Pouquíssima gente também está preocupada com a experiência de vida que a escola está oferecendo no presente aos alunos (quer dizer, às crianças enquanto são crianças, aos jovens enquanto são jovens). Crianças e jovens não são encarados como seres humanos completos (reais) e sim como projetos de adultos. A educação (escolar ou mesmo familiar simulando a escola) é vista sempre como um meio, como uma corrida de obstáculos, em que o aluno tem de vencer etapas, ter sucesso nos exames, para que se habilite no final, quando terminar toda provação, sacrificando o presente (que é o único tempo que existe) em nome de um futuro imaginado (que não existe).

Por último, pouca gente está preocupada com o seguinte. O que a escola está ensinando hoje será útil para o mundo em que as crianças de 2017 e os jovens de 2027 irão viver daqui a três ou quatro décadas? Ou seja, poucos questionam se a escola sabe realmente o que está fazendo (se ela sabe quais serão as habilidades e os conhecimentos que serão requeridos pelo mercado e pela sociedade em 2037 ou em 2047).
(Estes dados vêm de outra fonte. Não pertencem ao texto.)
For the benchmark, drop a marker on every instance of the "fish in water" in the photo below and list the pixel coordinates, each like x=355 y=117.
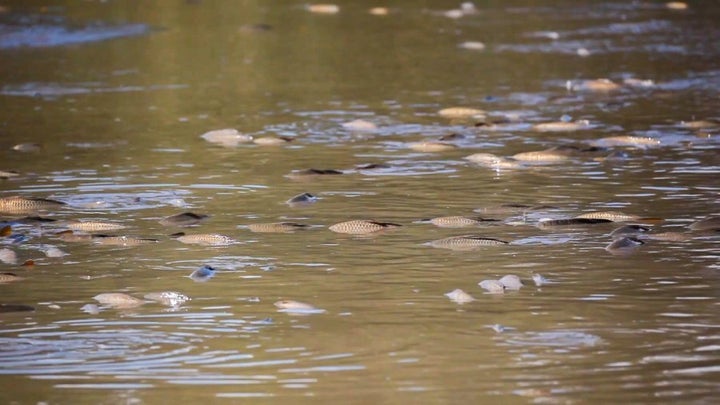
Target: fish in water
x=466 y=242
x=202 y=274
x=302 y=199
x=711 y=223
x=511 y=282
x=458 y=221
x=118 y=300
x=361 y=226
x=184 y=219
x=459 y=296
x=228 y=137
x=492 y=286
x=23 y=205
x=277 y=227
x=208 y=239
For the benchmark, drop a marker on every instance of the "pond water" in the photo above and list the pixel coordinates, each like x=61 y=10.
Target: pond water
x=116 y=95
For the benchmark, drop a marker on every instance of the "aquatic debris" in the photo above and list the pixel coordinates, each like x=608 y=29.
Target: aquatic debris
x=272 y=140
x=359 y=126
x=547 y=222
x=277 y=227
x=168 y=298
x=118 y=300
x=511 y=282
x=461 y=112
x=208 y=239
x=113 y=240
x=361 y=226
x=711 y=223
x=297 y=307
x=457 y=221
x=466 y=242
x=302 y=199
x=627 y=140
x=202 y=274
x=226 y=137
x=94 y=226
x=431 y=146
x=492 y=286
x=23 y=205
x=9 y=278
x=7 y=308
x=184 y=219
x=459 y=296
x=323 y=8
x=623 y=245
x=8 y=256
x=561 y=126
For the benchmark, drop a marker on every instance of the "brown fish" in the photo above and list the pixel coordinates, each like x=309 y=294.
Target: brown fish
x=361 y=226
x=23 y=205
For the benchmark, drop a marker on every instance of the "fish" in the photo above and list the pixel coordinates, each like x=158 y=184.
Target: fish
x=361 y=226
x=492 y=286
x=22 y=205
x=208 y=239
x=277 y=227
x=711 y=223
x=461 y=112
x=458 y=221
x=511 y=282
x=118 y=300
x=168 y=298
x=9 y=278
x=302 y=199
x=184 y=219
x=203 y=274
x=228 y=137
x=459 y=296
x=93 y=226
x=466 y=242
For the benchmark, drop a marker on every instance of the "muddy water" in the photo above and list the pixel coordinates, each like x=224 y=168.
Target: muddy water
x=118 y=99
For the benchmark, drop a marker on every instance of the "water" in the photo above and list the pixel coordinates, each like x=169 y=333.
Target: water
x=119 y=117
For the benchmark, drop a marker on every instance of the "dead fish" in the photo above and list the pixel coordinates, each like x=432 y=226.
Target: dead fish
x=93 y=226
x=627 y=140
x=459 y=296
x=228 y=137
x=466 y=242
x=492 y=286
x=168 y=298
x=431 y=146
x=21 y=205
x=458 y=221
x=272 y=140
x=545 y=222
x=9 y=278
x=361 y=226
x=461 y=112
x=203 y=274
x=277 y=227
x=118 y=300
x=561 y=126
x=113 y=240
x=359 y=126
x=8 y=256
x=302 y=199
x=623 y=244
x=706 y=224
x=7 y=308
x=208 y=239
x=184 y=219
x=511 y=282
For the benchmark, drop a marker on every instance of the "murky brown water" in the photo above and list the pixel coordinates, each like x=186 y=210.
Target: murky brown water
x=117 y=94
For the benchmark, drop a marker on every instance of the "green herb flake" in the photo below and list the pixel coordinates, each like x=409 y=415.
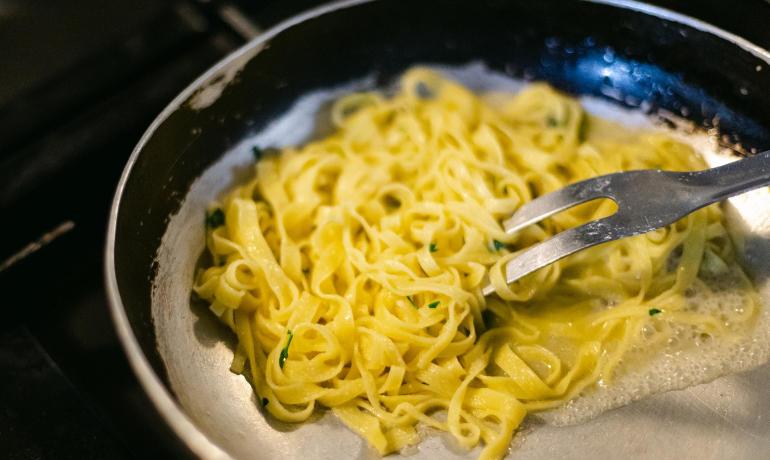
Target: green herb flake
x=285 y=352
x=552 y=122
x=215 y=218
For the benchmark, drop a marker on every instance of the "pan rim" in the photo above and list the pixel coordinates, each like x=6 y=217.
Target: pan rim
x=163 y=400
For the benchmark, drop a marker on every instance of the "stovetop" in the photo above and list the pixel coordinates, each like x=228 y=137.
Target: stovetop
x=79 y=83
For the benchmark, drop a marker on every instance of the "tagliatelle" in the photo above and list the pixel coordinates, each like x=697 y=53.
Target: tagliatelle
x=350 y=269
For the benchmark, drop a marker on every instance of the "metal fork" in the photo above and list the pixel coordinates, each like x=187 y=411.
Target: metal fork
x=646 y=199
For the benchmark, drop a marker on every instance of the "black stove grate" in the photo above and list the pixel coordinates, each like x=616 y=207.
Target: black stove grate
x=79 y=85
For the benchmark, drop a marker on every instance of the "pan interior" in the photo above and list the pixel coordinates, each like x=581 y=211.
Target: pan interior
x=717 y=417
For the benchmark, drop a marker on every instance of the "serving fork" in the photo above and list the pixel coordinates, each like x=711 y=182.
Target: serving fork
x=646 y=200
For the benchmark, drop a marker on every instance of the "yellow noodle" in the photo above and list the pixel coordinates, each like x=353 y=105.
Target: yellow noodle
x=350 y=269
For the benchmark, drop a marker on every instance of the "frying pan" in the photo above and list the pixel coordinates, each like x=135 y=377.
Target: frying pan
x=624 y=53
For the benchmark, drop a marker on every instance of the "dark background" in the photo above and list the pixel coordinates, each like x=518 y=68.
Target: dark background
x=79 y=82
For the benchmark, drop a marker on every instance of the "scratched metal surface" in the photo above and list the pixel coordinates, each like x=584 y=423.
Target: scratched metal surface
x=727 y=418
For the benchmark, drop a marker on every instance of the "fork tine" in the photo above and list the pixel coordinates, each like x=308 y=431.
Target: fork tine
x=557 y=201
x=563 y=244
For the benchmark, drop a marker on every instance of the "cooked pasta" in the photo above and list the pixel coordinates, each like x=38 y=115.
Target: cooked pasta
x=351 y=268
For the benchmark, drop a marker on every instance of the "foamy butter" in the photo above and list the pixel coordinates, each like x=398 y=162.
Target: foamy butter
x=200 y=375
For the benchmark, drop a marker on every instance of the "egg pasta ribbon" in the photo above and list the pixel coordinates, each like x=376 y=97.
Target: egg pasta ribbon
x=350 y=268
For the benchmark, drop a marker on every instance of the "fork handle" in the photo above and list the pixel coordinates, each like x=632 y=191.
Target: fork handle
x=734 y=178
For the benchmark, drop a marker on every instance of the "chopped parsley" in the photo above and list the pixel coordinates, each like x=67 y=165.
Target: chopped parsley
x=552 y=122
x=285 y=352
x=215 y=218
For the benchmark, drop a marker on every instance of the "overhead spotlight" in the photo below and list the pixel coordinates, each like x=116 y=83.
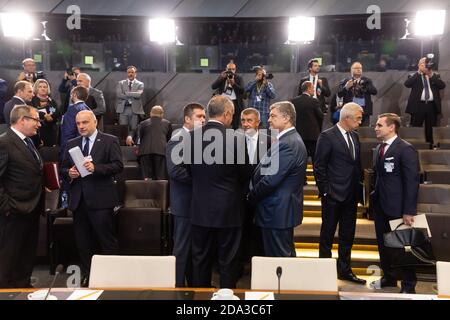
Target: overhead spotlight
x=429 y=22
x=17 y=25
x=162 y=30
x=301 y=29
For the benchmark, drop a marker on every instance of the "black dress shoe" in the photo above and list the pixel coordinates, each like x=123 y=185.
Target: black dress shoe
x=351 y=277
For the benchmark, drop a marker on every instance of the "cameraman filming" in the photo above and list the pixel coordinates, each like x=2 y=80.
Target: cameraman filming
x=231 y=85
x=424 y=103
x=358 y=89
x=260 y=92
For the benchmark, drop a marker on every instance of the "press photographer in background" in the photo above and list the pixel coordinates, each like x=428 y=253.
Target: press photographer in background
x=230 y=84
x=260 y=92
x=424 y=103
x=358 y=89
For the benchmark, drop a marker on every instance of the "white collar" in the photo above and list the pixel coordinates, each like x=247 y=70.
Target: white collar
x=282 y=133
x=20 y=134
x=391 y=140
É claro que nem adianta falar que o ensino não é o antecedente da aprendizagem, que a ensinagem dificulta a aprendizagem, que um conteúdo imposto compulsoriamente é sempre uma restrição (e uma violação) da liberdade de aprender criativamente (ou seja, que um conteúdo só é necessário quando – ou no momento em que – ele for necessário para o aprendente e não quando um ensinante, heterodidaticamente, achar que ele é necessário a partir da avaliação de uma necessidade imaginada do futuro).

Se as pessoas pensassem nessas coisas não concordariam em melhorar a educação (que existe), mas proporiam mudar completamente isso que chamam de “a educação”.

A questão é que para se preparar para o novo mundo (ou os novos mundos) da inteligência artificial que estão emergindo, é necessário não melhorar a educação e sim mudar a educação que temos.